By now it was quite dark, I was quite tired (but, fortunately, going downhill for a few miles), my toes were truly numb from the cold, and I needed to “be there” in a hurry.

The woman acknowledged there were no places to stay. I got a hot chocolate, but I was shivering so much and my hands were shaking so much that she had to carry it to the booth where I would sit. I had to have 2 hot chocolates to warm up. At this booth was a 19-yar old woman, pregnant – maybe 8 months. She was the niece of the station manager lady, or about to be, if the manager married her uncle.
I also ate a sandwich and then had an ice cream bar. The manager would not take money for anything but the ice cream bar.

After much discussion, it was agreed that the best course for me was to set up my camping gear in the gazebo at the nearby town park, but I waited a while and asked everyone who came in if they could, or knew someone else who could put me up for the night. (The nearest police station was 5 or 6 miles away, and I was not about to ride in the dark, and up and down hills too.) Finally, the pregnant one said she had a spare bed, but she needed to ask her boyfriend, 47 years old, if he minded, and he wasn’t coming to pick her up until near 11pm. (It seemed clear to me that he was not the father.) I waited.

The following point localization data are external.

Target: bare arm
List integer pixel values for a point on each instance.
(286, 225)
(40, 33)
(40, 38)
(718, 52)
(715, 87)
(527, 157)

He was OK with it. We put the bike in a storage shed at the gas station and piled into his car, arriving well into the boonies at a small wooden structure. Mom-to-be cleared off a space under which was a mattress, and gave me a sheet and a lovely comforter. Her pretty cat and its kitten joined me for a while. The place had electricity and running water, but no working tub or shower. The floors were bare. It was clearly home-built and was nowhere near done.

We had coffee in the morning, then drove back to the Qwik-Stop. After heating a burrito or something like it in a microwave, I set out. I learned later that Richford was the birthplace of John D. Rockefeller, who clearly never looked back.

Here were people with little more than subsistence level income, making do on what few of us could deal with, who opened their hearts to someone in need. It doesn’t get any better than that!